HC Deb 23 March 1920 vol 127 cc246-7

asked the Food Controller whether he will state the number of boxes of bacon which came under his control On 9th August, 1919, how many have been received since, and the average price paid for this bacon; whether much of this bacon has so deteriorated that it has been sold to soap boilers, and, if so, to what extent has this policy of destruction been carried out and the average price obtained for the bacon so destroyed whether large quantities have been re-exported to the Continent as unfit for consumption in this country, and, if so, how many boxes and what is the average price he has obtained for it; whether the present stock left on hand is suffering from deterioration to a considerable extent; and what does he propose to do about it?

Mr. PARKER (Lord of the Treasury)

Approximately 500,000 boxes of bacon were requisitioned by the Ministry of Food from private importers during the period from 9th August to 21st September, 1919. The price to be paid for this bacon is at present the subject of negotiation between the Ministry of Food and the American packers. A large proportion of the amount requisitioned was found when landed to be in an unsatisfactory condition, and such quantities as were unfit for human consumption were sold for soap-making.

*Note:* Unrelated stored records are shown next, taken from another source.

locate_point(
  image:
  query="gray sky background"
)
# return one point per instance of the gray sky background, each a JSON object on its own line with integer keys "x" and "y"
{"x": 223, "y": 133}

Without a considerable statistical investigation it is not possible to state the actual amount disposed of in this way, but the average price realised was, approximately, £20 per ton. Free export of all out-of-condition bacon was permitted through the ordinary trade channels. It is not, therefore, possible to state the amount of requisitioned bacon actually exported, nor the average price obtained. With regard to the remainder of the question, I would refer the hon. Member to the answer given yesterday to the hon. Member for Plaistow, but I would like to emphasise the point that since the resumption of control not a single box of bacon has arrived in such a condition as to be, or to become, unfit for food.

Colonel YATE

Will the public ever be able to see an audited account, giving the result of this adventure in bacon?


I presume the accounts will go in the ordinary course before the Comptroller and Auditor-General, and that the matter will appear in his Report.

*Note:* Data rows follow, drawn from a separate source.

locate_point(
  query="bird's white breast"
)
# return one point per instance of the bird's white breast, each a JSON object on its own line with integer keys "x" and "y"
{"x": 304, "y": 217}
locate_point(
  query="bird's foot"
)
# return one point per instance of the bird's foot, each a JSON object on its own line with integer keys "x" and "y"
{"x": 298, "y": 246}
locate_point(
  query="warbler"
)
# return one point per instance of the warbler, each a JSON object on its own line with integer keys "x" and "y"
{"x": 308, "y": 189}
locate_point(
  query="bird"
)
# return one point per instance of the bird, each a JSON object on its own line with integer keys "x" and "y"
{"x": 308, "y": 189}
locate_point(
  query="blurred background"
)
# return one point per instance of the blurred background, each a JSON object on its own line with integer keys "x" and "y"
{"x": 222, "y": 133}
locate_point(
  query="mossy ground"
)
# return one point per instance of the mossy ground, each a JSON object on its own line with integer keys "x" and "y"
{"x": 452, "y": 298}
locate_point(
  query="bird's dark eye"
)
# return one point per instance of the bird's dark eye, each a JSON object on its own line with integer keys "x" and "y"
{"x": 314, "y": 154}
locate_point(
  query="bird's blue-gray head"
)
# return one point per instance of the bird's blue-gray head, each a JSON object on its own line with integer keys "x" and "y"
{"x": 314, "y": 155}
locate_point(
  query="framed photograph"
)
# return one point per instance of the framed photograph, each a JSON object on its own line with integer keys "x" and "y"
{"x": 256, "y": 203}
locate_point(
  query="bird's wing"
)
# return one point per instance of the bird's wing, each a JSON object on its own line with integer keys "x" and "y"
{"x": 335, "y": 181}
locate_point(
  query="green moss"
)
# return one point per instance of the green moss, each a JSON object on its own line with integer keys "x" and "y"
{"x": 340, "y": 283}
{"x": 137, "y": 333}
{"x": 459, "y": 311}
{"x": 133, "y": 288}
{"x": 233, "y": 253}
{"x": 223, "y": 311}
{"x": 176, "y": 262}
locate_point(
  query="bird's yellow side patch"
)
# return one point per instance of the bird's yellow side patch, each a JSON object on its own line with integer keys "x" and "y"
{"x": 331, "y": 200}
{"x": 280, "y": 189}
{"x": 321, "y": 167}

May I ask how long these boxes were allowed to remain in this country before it was discovered that the contents had deteriorated?


In the answer I stated that this was found to be wrong on arrival.

Colonel YATE

Will the hon. Gentleman see that these audited accounts are presented to this House?


I will convey that to the Department.


Will arrangements be made with America to see that we get compensation for stuff that goes bad before it lands?